Asexual Fungus Love Cleans The Water, Researchers Find
A fungus that makes its home in polluted water is actually helping to clean up the environment as it reproduces asexually, according to new research.
In a paper published Monday in the Proceedings of the National Academy of Sciences, a team led by Harvard University scientists describe how the fungus in question, Stilbella aciculosa, makes a chemical called superoxide when it produces spores. Superoxide can react with the element manganese, converting one form of it known as Mn (II) to a different form, Mn(III) or Mn(IV).
If you can get manganese to oxidize, then it forms these really active minerals, manganese oxides, which are environmental sponges that will clean up the water, Harvard researcher Colleen Hansel explained in a statement on Monday.
People already use bacteria and fungi as part of efforts to clean up coal mine drainage, but it frequently doesn't work.

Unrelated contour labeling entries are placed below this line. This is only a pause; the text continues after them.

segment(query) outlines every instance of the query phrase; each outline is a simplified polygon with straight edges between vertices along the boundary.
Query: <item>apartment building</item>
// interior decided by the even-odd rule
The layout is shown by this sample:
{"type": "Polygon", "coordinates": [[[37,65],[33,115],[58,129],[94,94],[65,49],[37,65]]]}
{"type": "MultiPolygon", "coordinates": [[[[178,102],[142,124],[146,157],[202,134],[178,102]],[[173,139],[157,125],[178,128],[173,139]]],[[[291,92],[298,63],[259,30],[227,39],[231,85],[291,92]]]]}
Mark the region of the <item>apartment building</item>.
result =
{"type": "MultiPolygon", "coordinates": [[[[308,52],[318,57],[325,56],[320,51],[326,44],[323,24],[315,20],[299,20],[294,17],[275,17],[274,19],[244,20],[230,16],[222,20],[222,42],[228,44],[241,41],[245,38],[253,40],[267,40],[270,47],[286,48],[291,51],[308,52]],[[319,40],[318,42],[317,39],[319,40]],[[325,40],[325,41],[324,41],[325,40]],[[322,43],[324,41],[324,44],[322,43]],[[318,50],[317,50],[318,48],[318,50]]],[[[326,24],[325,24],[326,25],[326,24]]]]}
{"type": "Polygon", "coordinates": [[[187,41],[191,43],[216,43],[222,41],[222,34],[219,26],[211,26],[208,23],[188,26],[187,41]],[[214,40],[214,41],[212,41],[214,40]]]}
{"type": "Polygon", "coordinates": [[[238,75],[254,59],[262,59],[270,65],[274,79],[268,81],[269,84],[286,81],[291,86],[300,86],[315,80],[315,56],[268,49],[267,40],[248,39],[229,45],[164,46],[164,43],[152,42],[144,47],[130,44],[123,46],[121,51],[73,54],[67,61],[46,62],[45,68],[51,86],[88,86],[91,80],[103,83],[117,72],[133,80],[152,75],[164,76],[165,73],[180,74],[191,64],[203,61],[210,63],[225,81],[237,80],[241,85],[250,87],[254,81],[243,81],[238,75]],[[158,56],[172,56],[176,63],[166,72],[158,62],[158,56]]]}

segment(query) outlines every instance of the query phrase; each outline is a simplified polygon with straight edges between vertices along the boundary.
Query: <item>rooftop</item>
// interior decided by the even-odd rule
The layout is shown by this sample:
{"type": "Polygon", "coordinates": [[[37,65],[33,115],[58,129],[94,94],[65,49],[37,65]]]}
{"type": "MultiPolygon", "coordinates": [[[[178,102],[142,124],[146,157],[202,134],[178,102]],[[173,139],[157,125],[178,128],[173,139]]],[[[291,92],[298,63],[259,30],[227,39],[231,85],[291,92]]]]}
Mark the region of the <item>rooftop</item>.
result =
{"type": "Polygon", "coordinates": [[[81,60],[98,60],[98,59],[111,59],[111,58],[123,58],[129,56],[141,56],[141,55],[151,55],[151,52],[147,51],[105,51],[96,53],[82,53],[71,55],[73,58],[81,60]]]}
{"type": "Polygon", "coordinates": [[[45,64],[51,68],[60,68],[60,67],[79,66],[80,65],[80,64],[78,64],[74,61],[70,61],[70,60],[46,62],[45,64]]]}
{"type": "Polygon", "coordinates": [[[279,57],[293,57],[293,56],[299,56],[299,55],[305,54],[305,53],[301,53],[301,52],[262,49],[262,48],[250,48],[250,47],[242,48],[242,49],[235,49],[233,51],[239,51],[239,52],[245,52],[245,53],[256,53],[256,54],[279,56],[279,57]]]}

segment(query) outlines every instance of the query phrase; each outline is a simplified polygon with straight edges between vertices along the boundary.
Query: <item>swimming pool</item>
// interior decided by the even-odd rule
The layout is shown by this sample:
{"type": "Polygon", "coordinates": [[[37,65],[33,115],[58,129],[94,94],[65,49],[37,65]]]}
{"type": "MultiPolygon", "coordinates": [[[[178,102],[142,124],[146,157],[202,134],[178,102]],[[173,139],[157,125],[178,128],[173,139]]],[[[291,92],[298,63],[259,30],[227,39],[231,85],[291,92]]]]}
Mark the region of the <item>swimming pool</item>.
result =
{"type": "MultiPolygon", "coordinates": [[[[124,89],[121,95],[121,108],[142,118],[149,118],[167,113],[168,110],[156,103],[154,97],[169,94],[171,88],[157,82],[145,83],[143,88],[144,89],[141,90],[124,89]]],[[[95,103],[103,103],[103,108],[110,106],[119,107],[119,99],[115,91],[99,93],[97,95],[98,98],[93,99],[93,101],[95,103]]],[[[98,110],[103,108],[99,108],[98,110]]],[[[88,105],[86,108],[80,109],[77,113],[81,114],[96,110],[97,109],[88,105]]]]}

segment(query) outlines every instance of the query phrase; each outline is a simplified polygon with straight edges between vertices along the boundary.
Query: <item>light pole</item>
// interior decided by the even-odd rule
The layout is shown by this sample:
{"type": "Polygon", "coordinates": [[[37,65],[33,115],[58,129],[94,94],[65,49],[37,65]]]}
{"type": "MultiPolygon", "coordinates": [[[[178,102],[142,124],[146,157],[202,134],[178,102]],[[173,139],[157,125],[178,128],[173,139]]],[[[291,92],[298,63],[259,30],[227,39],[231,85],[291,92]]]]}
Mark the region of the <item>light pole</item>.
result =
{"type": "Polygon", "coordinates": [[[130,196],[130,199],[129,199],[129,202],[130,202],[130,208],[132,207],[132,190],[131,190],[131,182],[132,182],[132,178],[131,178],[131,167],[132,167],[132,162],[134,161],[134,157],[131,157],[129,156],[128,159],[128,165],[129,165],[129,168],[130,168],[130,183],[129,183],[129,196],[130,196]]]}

Existing approaches involve introducing lots of nutrients -- in this case, corn cobs and straw -- into the water for microbes to feed on, but that might not be necessary, according to the new research.
The researchers still aren't quite sure why the fungus makes the superoxide.
It looks like an accidental side reaction, but we don't really know, because manganese oxides are very reactive and could therefore provide some indirect benefits to the organism, Hansel says.
The manganese oxides created by superoxide could possibly be degrading carbon sources in a way that makes them easier for the fungus to feed upon, she speculated.
We're traveling down a whole new avenue in biogeochemistry, says Hansel. It's exciting right now to be one of the people sitting in the front seat.